Mrs Luthuli spoke only Zulu, and one of her sons acted as interpreter for me. We chatted a bit about the election, and two things struck me. Although her son was careful to say “of course we are ANC”, they actually seemed to have mixed feelings as between Inkatha and the ANC. Prince Mangosuthu Buthelezi always claimed that he was very much in the Christian, liberal and non-violent tradition of Luthuli, and to be in that household was to feel the strength of that tradition.

And when I asked about election day, I was told how all the children of the neighbourhood had danced in the street. Innocently, I asked if the Luthulis had joined in? Not at all. They had retreated within the house “because, you know, there has been a lot of trouble with young children running wild”. For that was the era of “comtsotsis”, of young tearaway boys being recruited into the Mandela football team, of others taking part in necklacings and a great deal of violent, delinquent behaviour. Older people often had reason to be nervous.

But the thing which made the greatest impression on me was when Mrs Luthuli recounted how Chief Luthuli would spend his evenings. Restricted by banning orders – he wasn’t even allowed to go into neighbouring Stanger, and of course he had very few visitors – he would nonetheless sit listening happily to gramophone records. Or, more particularly, to one special record. For the Luthulis were in contact with the family of Martin Luther King (Luthuli won the Nobel Peace Prize in 1961, King in 1963), and Coretta King had sent them an LP of Martin’s speeches. Luthuli would listen to these speeches with great enjoyment, over and over again.
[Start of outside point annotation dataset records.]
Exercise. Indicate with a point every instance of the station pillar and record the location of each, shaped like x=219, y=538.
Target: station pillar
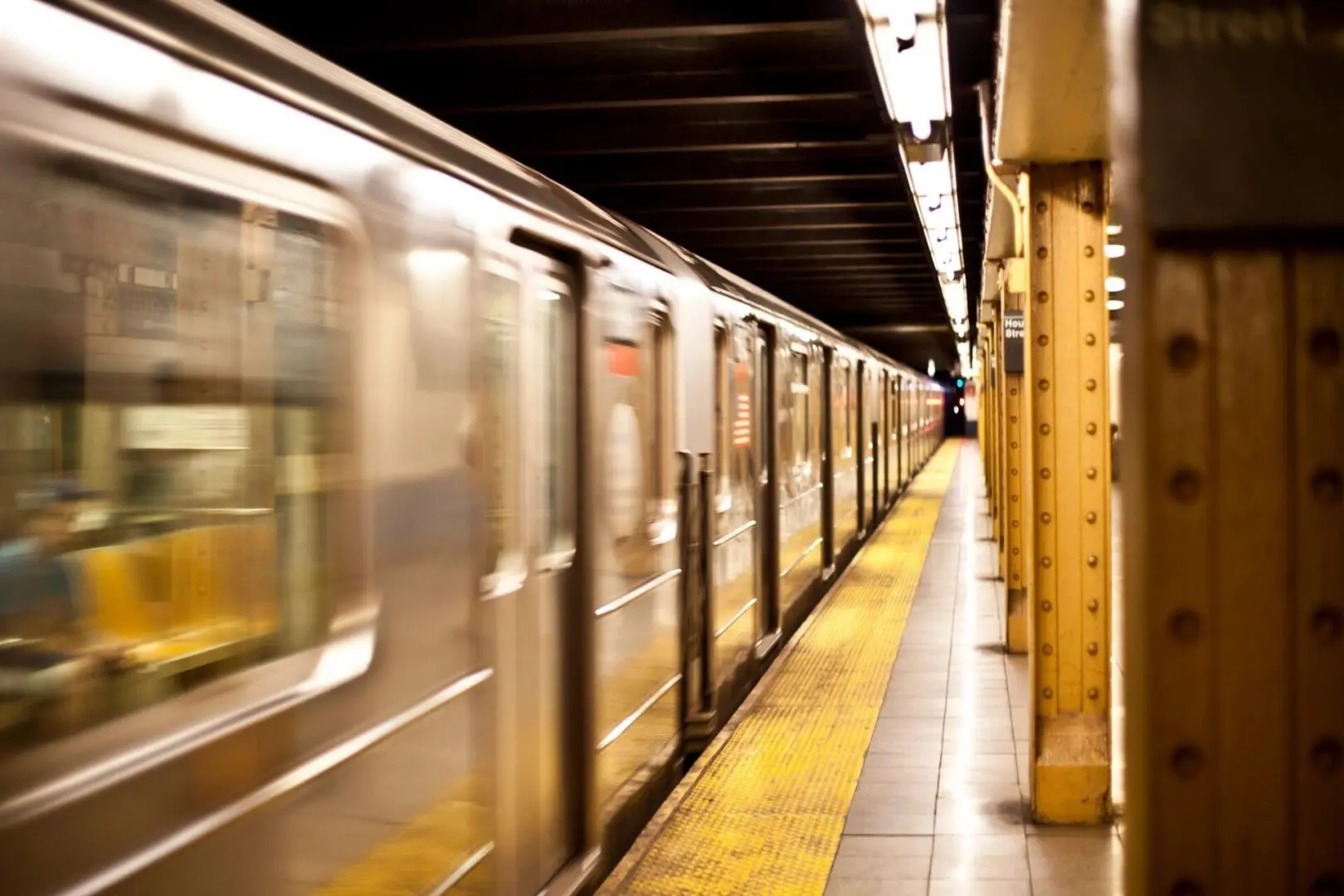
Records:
x=1016, y=461
x=1227, y=184
x=1064, y=402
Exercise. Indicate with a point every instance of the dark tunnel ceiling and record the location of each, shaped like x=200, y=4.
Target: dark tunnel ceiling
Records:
x=749, y=132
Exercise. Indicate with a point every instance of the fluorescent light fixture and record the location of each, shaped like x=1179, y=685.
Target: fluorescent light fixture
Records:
x=908, y=41
x=938, y=212
x=930, y=178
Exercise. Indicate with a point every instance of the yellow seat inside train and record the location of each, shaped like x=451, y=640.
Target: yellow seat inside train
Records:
x=182, y=594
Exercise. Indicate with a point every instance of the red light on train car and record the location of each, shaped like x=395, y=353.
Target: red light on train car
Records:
x=622, y=360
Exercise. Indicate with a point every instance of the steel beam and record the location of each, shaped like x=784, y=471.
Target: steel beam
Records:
x=1233, y=464
x=1068, y=334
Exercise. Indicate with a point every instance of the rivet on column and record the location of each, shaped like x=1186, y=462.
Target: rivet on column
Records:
x=1327, y=884
x=1324, y=347
x=1183, y=351
x=1186, y=485
x=1327, y=486
x=1326, y=755
x=1187, y=761
x=1185, y=626
x=1327, y=624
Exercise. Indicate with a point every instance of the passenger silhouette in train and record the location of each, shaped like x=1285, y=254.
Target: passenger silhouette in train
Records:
x=38, y=597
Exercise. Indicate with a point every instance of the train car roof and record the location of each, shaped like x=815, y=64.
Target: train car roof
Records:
x=217, y=38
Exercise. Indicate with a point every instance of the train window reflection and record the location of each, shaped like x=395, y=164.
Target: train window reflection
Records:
x=173, y=384
x=500, y=438
x=557, y=414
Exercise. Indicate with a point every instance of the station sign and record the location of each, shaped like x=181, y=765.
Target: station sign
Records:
x=1015, y=342
x=1239, y=113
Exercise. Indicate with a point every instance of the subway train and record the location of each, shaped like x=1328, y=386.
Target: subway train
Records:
x=378, y=516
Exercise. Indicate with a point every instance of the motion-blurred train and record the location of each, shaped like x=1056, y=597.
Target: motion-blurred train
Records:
x=377, y=514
I had grown up in Durban, and knew only too well what the summer evenings were like – warm and sultry, with all the sounds of the sub-tropical night – bullfrogs, crickets and cicada beetles, a great chorus that sang and even roared. I could imagine only too well how Chief Luthuli would sit out on his verandah with that soundtrack as his background, listening to the sonorous phrases of Dr King booming out over the sugar cane – including, of course, the famous “I have a dream” speech to which Luthuli would listen with particular pleasure.

And once again I could share that wonderful scene thanks to the force of “living memory”, as Mrs Luthuli happily recounted it. It made me feel that it was something of a mercy that Chief Luthuli had died in 1967, for had he lived a few months longer he would have had to cope with the news of Martin Luther King’s assassination, and I think it might have broken his heart.
But I was lucky too, to have met Mrs Luthuli. For Mrs Nokukhanya Luthuli died in 1996, aged 92. She was buried at the Congregational church in Groutville, next to her husband, Albert.

FEATURED IMAGE: Chief Albert Luthuli and his wife, Nokukhanya Luthuli, in Oslo, Norway, where he recceived the 1960 Nobel Peace Prize.